Tissue Integrity
Sensory Perception
Fundamental Concepts

Nurse will collect urine for a 24 hr. period

What is a timed urine specimen?


They are eaten in large amounts, the primary building blocks of any diet, and provide the body with energy to function

What are macronutrients?


Drainage that is yellow, tan, green, has a bad odor and is a result of infection.

What is purulent drainage?


Leakage and blockage of retinal blood vessels, which can lead to retinal hypoxia, retinal hemorrhages, and blindness

What is diabetic retinopathy?


Airway, breathing, circulation, disability, exposure. Used to prioritize nursing assessment. 

What is ABCDE?


Interventions include a high-fiber diet, staying well hydrated, exercise, bowel training, and medications to soften stools

What are the nursing actions for constipation?


Total Carbs – (minus) Fiber – Sugar alcohol

What are net carbs?


Assess the appearance of the wound, measure the wound (including any tunneling or undermining), note and discharge/drainage, pain, the wound closure, and the status of any drains or tubes.

What is a skin assessment?


An alteration in the middle ear that blocks sound waves before they reach the cochlea of the inner ear.

What is conductive hearing loss?


Location- Where is the pain? Does it radiate anywhere else?

Quality- How does the pain feel?

Intensity- use a scale to determine the level patient is experiencing (number rating, visual analog- Faces)

Timing- onset, duration, and frequency

Setting- How does affect ADL’s

associated  findings- What other symptoms comes with the pain (nausea, fatigue, anger, anxiety, restlessness)

aggravated/ relieving factors- What makes the pain better? Worse?

What is a focused pain assessment?


Describe their frequency of urinations and any associated problems.

Assess use of prescription and OTC meds that affect elimination. 

What is part of the client interview pertaining to urination elimination?


Hair that is dry or brittle, or skin that has dry patches. Poor wound healing or sores. Lack of subcutaneous fat or muscle wasting

What are the findings associated with malnutrition?


 Full-thickness, visible adipose tissue with possible granulation, some slough and eschar present, no exposed muscle or bones.

What is a stage 3 pressure injury?


Provide meaningful stimuli: provide large-print materials, amplify phones, provide pleasant aromas, ensure client has vision and hearing assistive devices, encourage family to bring flowers, sculptures, pictures, or pets when allowed

 What are nursing interventions for sensory deprivation?


diet, exercise, smoking, stress, environmental factors (pollution generated by factories, second-hand smoking)

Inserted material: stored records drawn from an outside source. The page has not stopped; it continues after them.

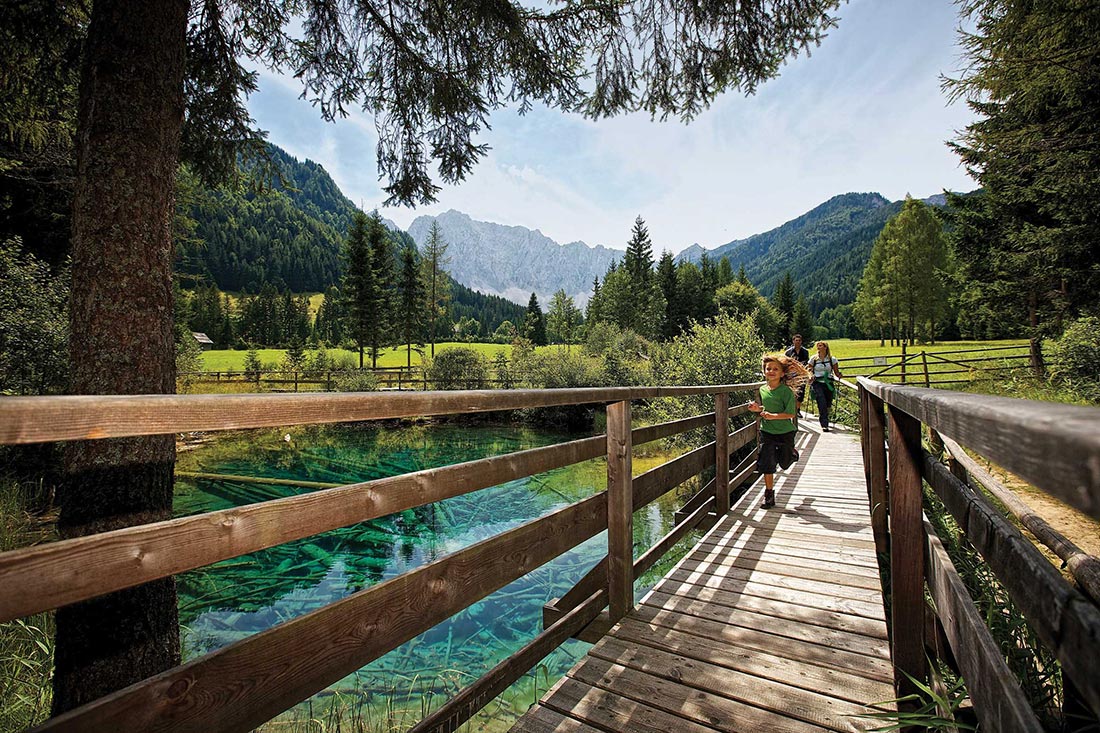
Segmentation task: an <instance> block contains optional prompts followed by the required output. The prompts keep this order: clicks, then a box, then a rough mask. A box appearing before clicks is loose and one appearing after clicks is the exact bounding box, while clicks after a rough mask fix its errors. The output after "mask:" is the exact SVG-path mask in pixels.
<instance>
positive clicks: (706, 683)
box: [573, 637, 879, 731]
mask: <svg viewBox="0 0 1100 733" xmlns="http://www.w3.org/2000/svg"><path fill="white" fill-rule="evenodd" d="M591 657H592V658H594V659H595V660H597V661H595V663H592V664H590V663H588V661H587V660H586V661H585V663H584V665H583V666H581V667H580V668H579V670H577V671H575V672H573V676H574V677H576V678H579V679H582V680H584V681H588V682H590V683H592V685H593V686H596V685H599V681H601V678H604V677H606V678H613V677H614V676H615V675H616V674H617V672H618V671H619V669H621V668H629V669H632V670H637V671H638V672H643V674H646V675H650V676H653V677H660V678H663V679H668V680H671V681H678V682H681V683H682V685H684V686H689V687H690V688H693V689H696V690H702V691H703V692H705V693H707V694H712V696H719V697H724V698H727V699H729V700H730V701H734V702H738V703H745V704H744V707H742V705H741V704H737V705H735V707H730V708H729V709H728V713H726V715H725V718H727V719H729V720H731V721H736V722H737V724H738V725H739V726H740V730H749V731H782V730H794V731H802V730H805V727H806V726H805V725H804V724H802V723H810V725H811V730H821V729H828V730H833V731H860V730H865V729H864V727H862V726H860V725H859V724H858V722H859V721H854V720H853V719H855V718H857V716H859V715H866V714H868V713H875V712H878V711H879V710H876V709H875V708H871V707H868V705H864V704H858V703H853V702H846V701H843V700H837V699H834V698H832V697H829V696H828V694H827V692H823V691H818V692H812V691H809V690H803V689H800V688H796V687H791V686H789V685H783V683H782V682H775V681H773V680H769V679H767V678H763V677H757V676H753V675H748V674H746V672H741V671H737V670H734V669H727V668H725V667H719V666H717V665H712V664H707V663H703V661H698V660H697V659H691V658H689V657H684V656H681V655H678V654H674V653H672V652H667V650H663V649H658V648H654V647H650V646H635V645H627V644H624V643H623V642H620V641H619V639H616V638H614V637H607V638H605V639H604V641H602V642H601V643H599V644H597V645H596V646H595V647H593V649H592V652H591ZM592 672H595V674H594V675H593V674H592ZM616 682H617V680H615V679H614V678H613V679H612V681H610V683H609V685H606V683H605V685H604V686H605V687H617V685H616ZM684 697H685V699H687V700H690V699H691V698H692V697H693V696H692V694H691V693H690V692H687V693H686V694H685V696H684ZM761 713H764V714H761ZM775 713H778V715H777V714H775ZM862 723H864V725H866V721H862Z"/></svg>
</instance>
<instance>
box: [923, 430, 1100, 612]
mask: <svg viewBox="0 0 1100 733" xmlns="http://www.w3.org/2000/svg"><path fill="white" fill-rule="evenodd" d="M944 446H945V447H946V448H947V450H948V452H949V453H950V457H952V460H953V461H954V463H955V466H954V467H953V466H950V464H949V466H948V469H949V470H950V471H952V474H953V475H955V477H956V478H959V479H960V480H964V481H966V480H965V479H963V477H961V475H960V473H959V469H961V470H963V471H965V473H968V474H969V477H971V479H972V480H975V481H977V482H978V485H979V486H981V488H983V489H985V490H986V491H988V492H989V493H990V494H992V495H993V496H994V497H996V499H997V501H999V502H1001V504H1003V505H1004V507H1005V508H1007V510H1009V511H1010V512H1012V515H1013V516H1014V517H1016V519H1019V521H1020V524H1022V525H1023V526H1024V527H1026V528H1027V530H1029V532H1030V533H1032V534H1033V535H1035V538H1036V539H1038V540H1040V541H1041V543H1043V544H1044V545H1045V546H1046V547H1048V548H1049V549H1051V551H1052V553H1054V554H1055V555H1057V556H1058V557H1059V558H1060V559H1062V560H1063V561H1064V562H1065V564H1066V568H1067V569H1068V570H1069V572H1070V573H1071V575H1073V576H1074V579H1075V580H1076V581H1077V583H1078V584H1079V586H1080V587H1081V590H1082V591H1084V592H1085V594H1086V595H1088V597H1089V598H1091V599H1092V601H1093V602H1095V603H1100V558H1097V557H1096V556H1092V555H1089V554H1088V553H1086V551H1085V550H1082V549H1081V548H1080V547H1078V546H1077V545H1076V544H1074V543H1073V541H1071V540H1070V539H1069V538H1067V537H1066V536H1065V535H1063V534H1062V533H1060V532H1058V530H1057V529H1055V528H1054V527H1052V526H1051V525H1049V524H1048V523H1047V522H1046V519H1044V518H1043V517H1041V516H1040V515H1038V514H1036V513H1035V512H1034V511H1032V508H1031V507H1030V506H1027V504H1025V503H1024V502H1023V501H1022V500H1021V499H1020V497H1019V496H1016V494H1015V493H1014V492H1013V491H1012V490H1010V489H1009V488H1008V486H1005V485H1004V484H1002V483H1001V482H1000V481H998V480H997V479H996V478H993V475H992V474H991V473H990V472H989V471H987V470H986V469H985V468H982V467H981V466H979V464H978V462H977V461H976V460H974V459H972V458H970V457H969V456H967V455H966V451H964V450H963V447H961V446H959V445H958V444H957V442H955V441H954V440H952V439H950V438H945V439H944Z"/></svg>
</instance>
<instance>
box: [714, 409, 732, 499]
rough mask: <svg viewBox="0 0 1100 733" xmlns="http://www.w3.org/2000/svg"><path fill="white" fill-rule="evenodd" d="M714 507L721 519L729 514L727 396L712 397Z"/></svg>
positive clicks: (728, 478)
mask: <svg viewBox="0 0 1100 733" xmlns="http://www.w3.org/2000/svg"><path fill="white" fill-rule="evenodd" d="M714 506H715V512H716V513H717V515H718V517H719V518H720V517H722V516H724V515H725V514H727V513H728V512H729V394H728V393H726V392H722V393H718V394H716V395H714Z"/></svg>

What are modifiable risk factors associated with alterations in oxygenation?

​​​​Less than 30ml/hr,Dark amber, red, or orange colored Cloudy and/ or thick Glucose and/ or Ketones are present Has an offensive odor

What are abnormal findings in a urinalysis?


Sedentary lifestyle, ethnicity, lack of physical activity, lack of sleep, oversize food portions

What are the risk factors for obesity?


The use of foam strips laid into the wound bed with an occlusive sealed drape applied and suction tubing placed for negative pressure that aids in tissue generation, decreasing swelling, and enhances healing in a moist protected environment. 

 What is a vacuum-assisted closure system (wound vac)?


The patient is laying supine and flexes the head to the chest, the hips and knees flex upward (can be noted with meningitis).

What is a positive Brudzinski sign?


Verify placement and patency of IV before administration 

Never infuse medication through tubing that is infusing blood or blood products, or nutrional solutions 

Use an infusion pump to administer medications that are set to run over a period of time and/ or  has serious adverse reactions

Verify compatibility of of medication with other medications or solutions 

What are safety guidelines for IV medication administration?

Female anatomy, Obesity, Physiological changes of aging, Immobility Medications, Neurologic disorders, Confusion, dementia, depression, History of multiple pregnancies and vaginal births
  1. What are risk factors for incontinence?


Verify initial tube placement with an x-ray before initial use, check tube placement every 4 hrs by checking pH of gastric contents,  check the client’s tube feeding tolerance every 4 hrs by measuring the residual, Maintain HOB at 30-45◦

What are priority nursing actions for enteral nutrition?


Encourage an intake of at least 2,500 mL/day of fluid, provide education about good sources of protein (meat, fish, poultry, nuts), provide nutritional support (vitamin and mineral supplements), note if blood albumin levels are low (below 3.5 d/dL), perform wound cleansing and irrigation.

What are nursing interventions to promote wound healing?


Signs include headaches, weakness, visual disturbances, behavioral changes, changes in vital sign, and abnormal breathing patterns.

What are indications for a neuro assessment on children for ICP?


Care provider, case manager, researcher, educator, leader, manager, and change agent

What are responsibilities associated with the nursing role?